Thursday 10 March 2011

Give it Some Wood: The 'Tam Dao' Layering Experiment




It's a drizzly evening in London.  The schnauzer's curled up next to me on the sofa, the TV's on without sound, wasting electricity and the new Lucinda Williams album is growling and twanging in the background.

A rummage around my samples box doesn't show up anything that I don't feel fully familiar with so I decide to have a bit of an experiment; do a bit of mixing or layering and see if I can come up with a new smell sensation.  Or at least something to stave off the boredom.  I scour my cupboard of scents for some ideas...

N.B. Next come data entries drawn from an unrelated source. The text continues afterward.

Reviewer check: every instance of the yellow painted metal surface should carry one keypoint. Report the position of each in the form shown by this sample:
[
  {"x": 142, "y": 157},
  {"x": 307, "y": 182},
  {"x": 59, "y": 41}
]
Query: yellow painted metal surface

Diptyque's Tam Dao is an excellent fragrance but ultimately it's just wood.  Very woody wood, like I imagine a walk through a sawmill would smell.  It's very nice wood indeed.  But just wood.  So I select a few scents that I think may benefit from a good, strong wood at their base, apply them to my arms and smell the results over the course of the next couple of hours...

Monsieur Balmain
It's an inexpensive reformulation of the Germaine Cellier original (that I'd love to locate and sample) but Monsieur Balmain isn't half bad - if you like lemons that is.  With pancake day approaching, I slaver some over a Tam Dao base and see what happens to the super-bright, creamy confection of very lemony lemon when it meets very woody wood.  And it's good.  It all feels deeper and more complex with a bit more zestiness up top.

Hermes 'Hiris'
Hiris is a strangely sour, hissy kind of iris rather than a sweet, earthy, rounded one and she doesn't seem to like a big old block of wood invading her space.  She turns her back and stands firm and Tam Dao just paces around her.  The combination doesn't work at all and I can smell the two scents quite separately.

Matthew Williamson 'Incense'
Wood and incense is a natural combo and whilst I certainly wasn't expecting anything like the stature of Armani Privé's 'Bois d'Encens', I thought this pairing might work out.  And it did.  The Williamson scent is just sheer enough to allow Tam Dao to shine through and they rest atop one another very pleasantly.  The biggest success of the three, definitely.